XML Compare (12.0.0) Tester User Guide

Table of Contents

Introduction

Comparing Tables in documents is tricky, there is a trade-off between trying to capture the structure changes in the underlying markup and showing the content changes as the User sees them. DeltaXML have been listening to our customers and have been working on a new approach to comparing Tables which emphasises the content changes in Tables as Users see them. This should avoid results where Tables are irregular and should better reveal finer grain cell content modifications. We also now have an output presentation which preserves the spans from one Version and shows content changes within those.

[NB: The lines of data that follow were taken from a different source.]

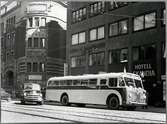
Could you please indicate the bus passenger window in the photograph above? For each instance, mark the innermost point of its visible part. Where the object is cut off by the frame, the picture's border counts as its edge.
(92, 83)
(76, 83)
(69, 82)
(56, 83)
(84, 82)
(103, 82)
(121, 82)
(112, 82)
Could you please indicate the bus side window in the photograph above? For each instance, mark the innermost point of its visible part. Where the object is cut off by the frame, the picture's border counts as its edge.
(69, 82)
(103, 82)
(112, 82)
(121, 82)
(84, 82)
(92, 83)
(76, 82)
(55, 83)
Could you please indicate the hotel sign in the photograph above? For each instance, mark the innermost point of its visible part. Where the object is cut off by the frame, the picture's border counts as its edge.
(147, 69)
(34, 77)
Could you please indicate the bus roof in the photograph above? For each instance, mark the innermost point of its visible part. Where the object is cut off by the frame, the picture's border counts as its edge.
(94, 76)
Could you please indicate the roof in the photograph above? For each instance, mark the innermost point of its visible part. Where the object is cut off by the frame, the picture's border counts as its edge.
(92, 76)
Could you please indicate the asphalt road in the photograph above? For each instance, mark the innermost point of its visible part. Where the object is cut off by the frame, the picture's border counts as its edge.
(14, 112)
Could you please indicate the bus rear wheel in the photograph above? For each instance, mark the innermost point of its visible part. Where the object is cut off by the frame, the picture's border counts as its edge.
(113, 103)
(65, 100)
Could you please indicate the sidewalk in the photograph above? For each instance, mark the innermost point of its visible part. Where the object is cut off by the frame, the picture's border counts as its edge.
(152, 109)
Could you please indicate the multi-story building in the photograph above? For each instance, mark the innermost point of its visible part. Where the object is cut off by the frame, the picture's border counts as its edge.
(113, 36)
(32, 42)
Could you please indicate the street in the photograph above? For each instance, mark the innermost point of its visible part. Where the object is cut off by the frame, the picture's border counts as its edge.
(14, 112)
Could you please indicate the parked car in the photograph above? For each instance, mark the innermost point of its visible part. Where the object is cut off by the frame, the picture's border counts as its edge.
(5, 95)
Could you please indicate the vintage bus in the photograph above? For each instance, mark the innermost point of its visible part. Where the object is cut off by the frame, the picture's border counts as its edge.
(111, 89)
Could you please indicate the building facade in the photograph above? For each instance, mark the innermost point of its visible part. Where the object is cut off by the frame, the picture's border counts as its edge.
(111, 36)
(32, 43)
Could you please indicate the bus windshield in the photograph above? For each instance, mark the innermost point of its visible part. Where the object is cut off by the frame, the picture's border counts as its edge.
(129, 81)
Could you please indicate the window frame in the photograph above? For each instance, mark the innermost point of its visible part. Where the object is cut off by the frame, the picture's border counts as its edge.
(144, 27)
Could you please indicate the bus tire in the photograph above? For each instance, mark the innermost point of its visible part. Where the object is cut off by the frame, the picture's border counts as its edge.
(113, 102)
(64, 100)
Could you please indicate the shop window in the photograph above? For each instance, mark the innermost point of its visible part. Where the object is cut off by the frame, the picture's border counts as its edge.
(35, 67)
(96, 59)
(29, 42)
(28, 67)
(35, 42)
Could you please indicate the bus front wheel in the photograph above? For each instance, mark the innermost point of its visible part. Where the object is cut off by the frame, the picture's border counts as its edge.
(65, 100)
(113, 103)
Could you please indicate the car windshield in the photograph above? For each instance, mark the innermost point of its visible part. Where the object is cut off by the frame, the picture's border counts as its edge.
(129, 81)
(138, 83)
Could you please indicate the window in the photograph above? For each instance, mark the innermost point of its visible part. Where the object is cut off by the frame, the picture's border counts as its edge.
(78, 61)
(144, 21)
(93, 34)
(92, 83)
(79, 15)
(147, 52)
(82, 37)
(124, 55)
(112, 82)
(35, 42)
(43, 21)
(150, 20)
(96, 33)
(35, 67)
(164, 16)
(118, 56)
(28, 67)
(76, 83)
(29, 42)
(103, 82)
(115, 5)
(42, 42)
(30, 22)
(97, 8)
(113, 29)
(78, 38)
(37, 21)
(123, 28)
(96, 59)
(41, 67)
(74, 39)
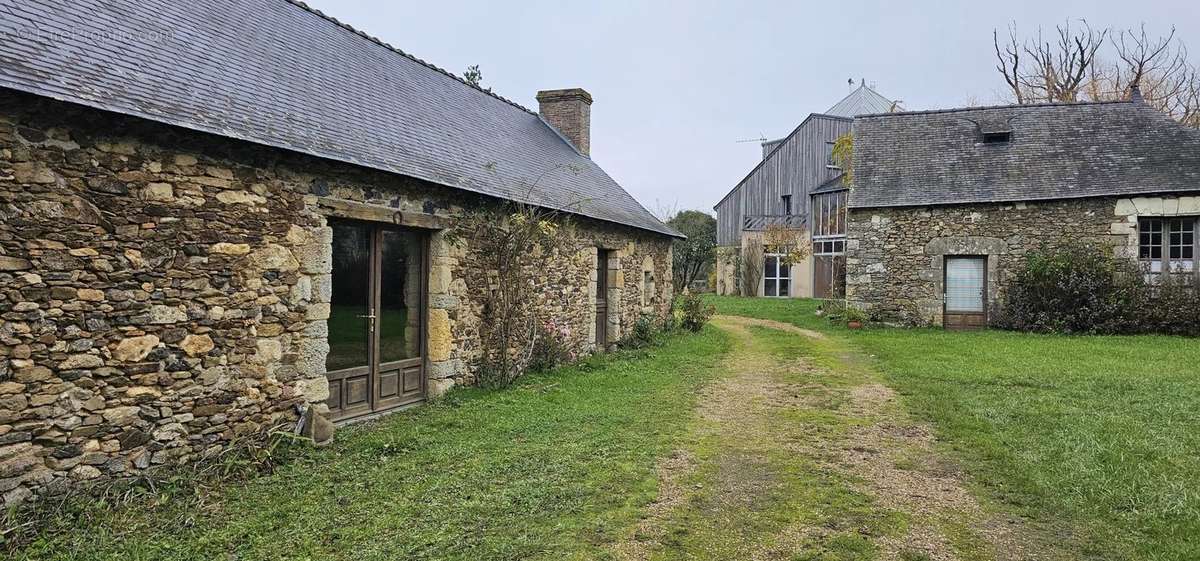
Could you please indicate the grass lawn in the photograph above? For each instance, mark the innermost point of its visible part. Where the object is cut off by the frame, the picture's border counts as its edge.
(1095, 440)
(556, 468)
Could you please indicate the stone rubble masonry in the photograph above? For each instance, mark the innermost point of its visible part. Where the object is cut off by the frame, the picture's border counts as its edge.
(895, 255)
(163, 291)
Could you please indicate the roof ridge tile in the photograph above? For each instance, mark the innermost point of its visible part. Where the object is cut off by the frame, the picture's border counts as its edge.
(383, 43)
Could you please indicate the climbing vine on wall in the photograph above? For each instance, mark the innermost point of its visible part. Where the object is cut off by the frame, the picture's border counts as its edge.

Improved table processing in Alpha release

In this 12.0.0.Alpha release we have included our latest table comparison algorithms for CALS Tables. If you are using Docbook that means https://tdg.docbook.org/tdg/5.1/cals.table.html and https://tdg.docbook.org/tdg/5.1/cals.informaltable.html , in simple terms tables that contain <tgroup>s. The latest table algorithms are not yet available for HTML tables https://html.spec.whatwg.org/multipage/tables.html#the-table-element , i.e. tables with <tr> (such as https://tdg.docbook.org/tdg/5.1/html.table.html or https://tdg.docbook.org/tdg/5.1/html.informaltable.html ) or DITA simple tables https://docs.oasis-open.org/dita/v1.0/dita-v1.0-spec-os-LanguageSpecification.pdf p99.

In the following discussion we use ‘A' to mean the first version passed to the comparator and ‘B’ to mean the second version. Things only in ‘A’ are deletions and things only in 'B’ are insertions.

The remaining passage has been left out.